Ex attaccante di numerosi clubs del territorio regionale, adesso vive il calcio con un altro incarìco. Si tratta di Simone Venerelli, giovane terracinese d’ origine (foto Andrea Di Leta), che da qualche tempo fa parte dell’area tecnica dell’Alatri, sodalizio frusinate appena ripescato in Eccellenza. Chiusa l’esperienza con la Pol. Gaeta, è arrivata la chance di collaboratore tecnico sotto le insegne verderosa, e per il 35enne calciatore ex Terracina, Fondi, Colleferro e Formia, ecco che arriva una chance da provare a cogliere nel modo migliore.

Come è nata la tua avventura in casa Alatri ?

Eravamo agli inizi di luglio e Massimiliano Carlini, amico di vecchia data, nel frattempo diventato direttore generale della società, aveva bisogno di un aiuto per l’area tecnica. E’ stato semplice trovare l’accordo ed eccomi qua, dopo l’esperienza di Gaeta. Senza dubbio importante, per la quale devo ringraziare il patron Antonio Di Biagio ed il ds Francesco Grasso.

In città si può finalmente parlare di Eccellenza.

Si, è vero, se ne parlava già da tempo ma per l’ufficialità si sono dovuti attendere solo i giorni scorsi. Merito soprattutto alla squadra ed al club dello scorso anno, capaci di guadagnare una posizione in graduatoria che potesse permettere di pensare in maniera positiva, adesso c’è solamente da guardare avanti.

Un ambiente, quello alatrense, nel quale si respira vero entusiasmo.

Erano tantissimi anni che Alatri mancava dall’Eccellenza, e già questo è un motivo di grande soddisfazione. Tra gli sportivi c’è grande desiderio di tornare a competere con le piazze più importanti, l’attesa non manca e questo deve essere anche di grande stimolo per tutti noi.

Che tipo di squadra sta nascendo ?

Una squadra che abbia entusiasmo, che sia consapevole del duro compito che l’attende. Insieme all’allenatore Francesco Lombardo si è lavorato valutando ogni singolo elemento, prima nella persona e poi nel calciatore. Molti di questi ci hanno fiducia anche prima che si arrivasse al ripescaggio, e questo è stato per tutti noi un aspetto di non poco conto. SI è guardato sul territorio per prendere elementi soprattutto giovani, ed a questi si sono uniti giocatori di esperienza nei ruoli cardine (il riferimento principale è per i difensori Di Emma e Sfavillante, il centrocampista D ‘Arpino e l’attaccante Vestenicky, ndc) che non sono certo gli ultimi arrivati.

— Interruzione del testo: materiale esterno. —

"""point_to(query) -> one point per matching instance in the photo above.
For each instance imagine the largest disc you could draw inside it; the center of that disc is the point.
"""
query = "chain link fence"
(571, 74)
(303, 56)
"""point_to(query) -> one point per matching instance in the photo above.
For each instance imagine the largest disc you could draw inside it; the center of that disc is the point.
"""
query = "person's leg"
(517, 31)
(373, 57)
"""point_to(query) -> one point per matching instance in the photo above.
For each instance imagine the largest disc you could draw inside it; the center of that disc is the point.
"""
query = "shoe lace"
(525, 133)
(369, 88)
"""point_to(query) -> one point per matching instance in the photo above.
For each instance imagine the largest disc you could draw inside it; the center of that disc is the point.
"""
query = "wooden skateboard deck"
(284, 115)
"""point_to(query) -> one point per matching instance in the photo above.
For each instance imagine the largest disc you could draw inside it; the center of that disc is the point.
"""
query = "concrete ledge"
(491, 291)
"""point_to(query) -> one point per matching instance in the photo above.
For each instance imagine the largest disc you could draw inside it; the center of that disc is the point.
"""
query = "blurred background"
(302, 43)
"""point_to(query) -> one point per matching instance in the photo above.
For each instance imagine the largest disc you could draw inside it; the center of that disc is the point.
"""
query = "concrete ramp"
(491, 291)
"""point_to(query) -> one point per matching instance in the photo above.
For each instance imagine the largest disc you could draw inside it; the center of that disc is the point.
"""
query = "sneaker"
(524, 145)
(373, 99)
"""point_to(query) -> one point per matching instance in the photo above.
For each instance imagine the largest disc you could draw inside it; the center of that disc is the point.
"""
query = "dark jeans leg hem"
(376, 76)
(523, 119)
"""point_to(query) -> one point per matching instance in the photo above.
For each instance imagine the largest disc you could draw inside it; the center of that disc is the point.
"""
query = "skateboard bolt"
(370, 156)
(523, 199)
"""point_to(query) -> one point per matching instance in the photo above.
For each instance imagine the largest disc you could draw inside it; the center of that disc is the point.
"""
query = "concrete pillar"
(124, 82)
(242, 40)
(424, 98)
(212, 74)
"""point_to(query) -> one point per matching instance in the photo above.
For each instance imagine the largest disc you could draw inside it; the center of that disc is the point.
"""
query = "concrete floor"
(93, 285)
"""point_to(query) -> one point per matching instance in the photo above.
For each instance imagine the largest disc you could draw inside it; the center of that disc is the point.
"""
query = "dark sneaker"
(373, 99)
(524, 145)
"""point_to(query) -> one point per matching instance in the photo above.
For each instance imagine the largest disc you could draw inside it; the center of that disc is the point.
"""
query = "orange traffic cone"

Gli obiettivi da raggiungere ?

L’ età media del gruppo arriva a poco meno di 23 anni, questo significa che si potrebbe cedere qualcosa in termini di esperienza. Prima  di tutto dobbiamo guardare a conservare la categoria appena ritrovata, poi vedremo. Quel che è certo è che ci sarà da dar battaglia ogni domenica, ma noi ci faremo trovare pronti.